Despite Friday's choppy market, some retail investors said the
market's long-term prospect was good.
"I'm not worried," said Elizabeth Chow, a university librarian.
"It's a correction. Even if it is not and the bear really comes, I
can wait for the next upswing."
"The market is apparently panicky and oversold," Chow said. "I
look for a brief rebound," she said.
Stressing that she makes long-term investments, the 35-year-old
saw her stock value drop HK$40,000 till Friday. She started to
invest in Hong Kong shares five years ago, when local market
greeted a bull run.
Chow has no idea about when she could sell her stocks as they
are still below the buying prices.
Instead, she thinks of buying more battered shares,
mainland-based banks being her favorites, if the market continues
to plunge.
"I plan to buy HK$100,000 more shares at a proper time," she
said.
Having suffered the stock woes in 1997 and high-tech bubble
burst in 2001, Mark Chan said people would not be as panicky as
they used to be.
"Most of individual investors now don't buy stocks with borrowed
money," he said.
Patrick Leung, who had bought some penny shares a few months
ago, said he thought the market was to complete the current
correction.
"It won't always drop," he said. "It's not a bear market, as the
economic fundamentals are good. Not like what we experienced in
1997."
Leung's stocks slid below his buying prices, but he won't sell
them at any time soon.
"I would like to wait for them to bounce back," he added.

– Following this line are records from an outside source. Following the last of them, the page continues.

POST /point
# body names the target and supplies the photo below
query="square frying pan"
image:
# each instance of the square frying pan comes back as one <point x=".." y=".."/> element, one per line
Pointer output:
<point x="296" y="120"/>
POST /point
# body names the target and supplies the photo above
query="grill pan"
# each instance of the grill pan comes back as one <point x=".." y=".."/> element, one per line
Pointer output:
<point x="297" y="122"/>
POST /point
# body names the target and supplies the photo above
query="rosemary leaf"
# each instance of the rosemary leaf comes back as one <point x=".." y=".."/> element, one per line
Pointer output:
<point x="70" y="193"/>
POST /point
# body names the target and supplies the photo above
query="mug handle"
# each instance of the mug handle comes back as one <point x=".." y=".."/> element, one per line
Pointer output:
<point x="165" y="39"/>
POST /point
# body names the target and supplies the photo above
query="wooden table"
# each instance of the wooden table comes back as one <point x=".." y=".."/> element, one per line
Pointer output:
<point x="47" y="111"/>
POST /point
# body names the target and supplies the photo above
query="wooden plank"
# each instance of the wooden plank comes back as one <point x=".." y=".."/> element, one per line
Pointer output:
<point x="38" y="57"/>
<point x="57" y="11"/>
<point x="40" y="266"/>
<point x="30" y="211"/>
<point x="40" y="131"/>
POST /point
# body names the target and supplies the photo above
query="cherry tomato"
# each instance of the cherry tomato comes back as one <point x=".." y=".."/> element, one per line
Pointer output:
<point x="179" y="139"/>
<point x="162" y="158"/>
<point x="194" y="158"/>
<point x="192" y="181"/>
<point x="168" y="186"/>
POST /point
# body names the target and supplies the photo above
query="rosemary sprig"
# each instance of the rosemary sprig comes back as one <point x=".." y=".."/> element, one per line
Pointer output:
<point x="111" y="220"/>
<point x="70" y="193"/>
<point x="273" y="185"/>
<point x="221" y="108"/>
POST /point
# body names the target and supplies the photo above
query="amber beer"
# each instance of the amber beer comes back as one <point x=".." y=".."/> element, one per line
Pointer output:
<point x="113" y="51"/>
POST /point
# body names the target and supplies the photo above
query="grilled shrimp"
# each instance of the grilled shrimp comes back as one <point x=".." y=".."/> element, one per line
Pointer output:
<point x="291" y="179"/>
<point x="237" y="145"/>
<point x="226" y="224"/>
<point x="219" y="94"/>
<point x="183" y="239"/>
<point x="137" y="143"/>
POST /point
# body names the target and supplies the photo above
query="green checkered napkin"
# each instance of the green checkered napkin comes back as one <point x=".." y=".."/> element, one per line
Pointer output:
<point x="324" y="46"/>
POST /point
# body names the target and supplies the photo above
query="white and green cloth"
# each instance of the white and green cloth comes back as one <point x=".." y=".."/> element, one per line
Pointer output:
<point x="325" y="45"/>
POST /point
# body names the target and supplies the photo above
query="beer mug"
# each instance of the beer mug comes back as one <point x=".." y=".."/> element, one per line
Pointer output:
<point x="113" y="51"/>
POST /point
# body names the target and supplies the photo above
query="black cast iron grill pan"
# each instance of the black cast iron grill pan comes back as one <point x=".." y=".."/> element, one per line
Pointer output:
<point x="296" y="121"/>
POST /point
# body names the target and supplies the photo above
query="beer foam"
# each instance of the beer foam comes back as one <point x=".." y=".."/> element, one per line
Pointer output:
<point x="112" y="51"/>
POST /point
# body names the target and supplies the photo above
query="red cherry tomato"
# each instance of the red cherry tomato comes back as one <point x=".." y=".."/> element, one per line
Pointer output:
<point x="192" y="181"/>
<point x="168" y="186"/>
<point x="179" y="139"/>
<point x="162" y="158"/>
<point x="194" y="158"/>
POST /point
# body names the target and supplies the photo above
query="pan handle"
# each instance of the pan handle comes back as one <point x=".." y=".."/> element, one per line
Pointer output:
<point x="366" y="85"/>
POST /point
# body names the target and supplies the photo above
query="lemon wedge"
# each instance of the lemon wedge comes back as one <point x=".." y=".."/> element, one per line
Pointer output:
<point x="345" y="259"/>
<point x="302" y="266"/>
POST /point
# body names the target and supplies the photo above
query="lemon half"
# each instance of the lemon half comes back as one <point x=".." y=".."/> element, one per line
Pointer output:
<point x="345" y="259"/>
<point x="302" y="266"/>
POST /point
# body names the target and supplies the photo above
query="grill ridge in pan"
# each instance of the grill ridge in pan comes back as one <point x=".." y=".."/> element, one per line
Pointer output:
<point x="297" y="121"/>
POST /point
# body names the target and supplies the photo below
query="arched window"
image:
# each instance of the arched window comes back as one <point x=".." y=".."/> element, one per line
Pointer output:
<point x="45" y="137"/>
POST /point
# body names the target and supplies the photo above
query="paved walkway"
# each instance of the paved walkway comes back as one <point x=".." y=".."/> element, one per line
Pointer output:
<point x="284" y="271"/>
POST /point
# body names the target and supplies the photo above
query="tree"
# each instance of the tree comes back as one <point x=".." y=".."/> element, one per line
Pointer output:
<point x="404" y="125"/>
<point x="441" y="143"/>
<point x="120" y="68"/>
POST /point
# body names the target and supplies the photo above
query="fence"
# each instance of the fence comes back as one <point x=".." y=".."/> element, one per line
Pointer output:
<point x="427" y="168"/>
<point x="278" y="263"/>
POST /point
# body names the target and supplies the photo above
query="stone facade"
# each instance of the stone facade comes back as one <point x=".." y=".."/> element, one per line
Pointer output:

However, some investors have cleared their holding, saying the
market will continue to slide in the coming days.
Derek Chan had lost more than HK$10,000 in the stock market in
recent days. He was particularly sad as he bought the share at a
high price.
"The situation is crazy and bleeding," he added, blaming the
stock market plunge to the rating firms and analysts' errors, which
affected global sentiment.
Another investor, Rebecca Cheung, said she had sold her stock on
Friday morning. Cheung made her decision after reading analysts'
report.
"I did not suffer much. I lost only less than HK$10,000," she
added.
Finance chief urges investors to be rational
Two senior officials said the economic fundamental in Hong Kong
is good and there is no systematic risk despite sharp tumbling of
stocks recently.
Financial Secretary John Tsang said the economy is on a sound
track and urged investors to be rational in a choppy market. He
also said there was no structural risk in Hong Kong.
However, "the stock market will remain volatile (in the coming
week)," he added.
Joseph Yam, chief of Hong Kong Monetary Authority, said Hong
Kong's financial system is stable and resilient.
"We had conducted tests and found the (financial) system is
risk-resistible," he said.
He also pointed out that local banks were little exposed to
subprime mortgage.
He earlier said the HKMA didn't see urgent need to inject
liquidity into the banking system. Central banks across the world
had done so to boost capital need of their markets.